Since first becoming a mom in 2012, “I’ve gotten a little bit better,” Charlize continued. “My kids definitely help me be less anxious about a lot of that stuff. There are certain rooms that I let go and I’ve given up on, [but] they’re allowed everywhere! Really, I am very lucky to live in our house, and they are just very nice to have me there.” Realizing her kids were watching the show backstage, Charlize told Jackson and August, “You guys are very good, and I appreciate it.”

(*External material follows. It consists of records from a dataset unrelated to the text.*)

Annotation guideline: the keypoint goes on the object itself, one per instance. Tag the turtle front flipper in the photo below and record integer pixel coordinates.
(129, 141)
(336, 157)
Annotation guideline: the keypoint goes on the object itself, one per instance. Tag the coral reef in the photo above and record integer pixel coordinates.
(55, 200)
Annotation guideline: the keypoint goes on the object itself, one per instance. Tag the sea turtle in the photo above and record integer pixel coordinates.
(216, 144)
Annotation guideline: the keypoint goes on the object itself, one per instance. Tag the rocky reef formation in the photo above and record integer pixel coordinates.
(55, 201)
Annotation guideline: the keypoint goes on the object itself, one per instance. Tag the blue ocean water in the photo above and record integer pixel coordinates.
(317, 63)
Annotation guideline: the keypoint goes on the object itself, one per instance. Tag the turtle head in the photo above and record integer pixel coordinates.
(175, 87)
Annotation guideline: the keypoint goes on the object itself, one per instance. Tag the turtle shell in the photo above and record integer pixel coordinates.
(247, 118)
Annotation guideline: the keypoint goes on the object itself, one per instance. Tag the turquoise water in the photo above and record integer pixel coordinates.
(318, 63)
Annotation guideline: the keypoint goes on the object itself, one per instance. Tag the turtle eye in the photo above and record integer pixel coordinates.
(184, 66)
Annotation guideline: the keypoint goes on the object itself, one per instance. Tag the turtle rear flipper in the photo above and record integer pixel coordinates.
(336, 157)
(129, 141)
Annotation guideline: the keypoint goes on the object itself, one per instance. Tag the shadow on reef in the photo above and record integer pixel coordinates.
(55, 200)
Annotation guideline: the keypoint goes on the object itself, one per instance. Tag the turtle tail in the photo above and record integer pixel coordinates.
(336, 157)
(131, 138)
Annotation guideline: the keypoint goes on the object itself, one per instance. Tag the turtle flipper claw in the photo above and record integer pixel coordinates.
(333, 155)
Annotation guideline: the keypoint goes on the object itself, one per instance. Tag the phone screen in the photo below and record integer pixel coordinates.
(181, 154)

Though she’s a single mom, Charlize said she has “an incredible village” of people who help her raise “these two beautiful kids.” As most moms would agree, it “just takes a moment” to get things in order sometimes. “In the mornings I have them alone and they kind of work against each other sometimes. It’s like one decides to freak out and then both decide to freak out. I don’t know why they’d do that,” Charlize told Ellen. “You’d think they’d stand there and be considerate and go, ‘That one’s freaking out right now; I’m not going to freak out. I’m going to be nice. I’m just going to chill out and have my mom deal with that.’ But they don’t do that.”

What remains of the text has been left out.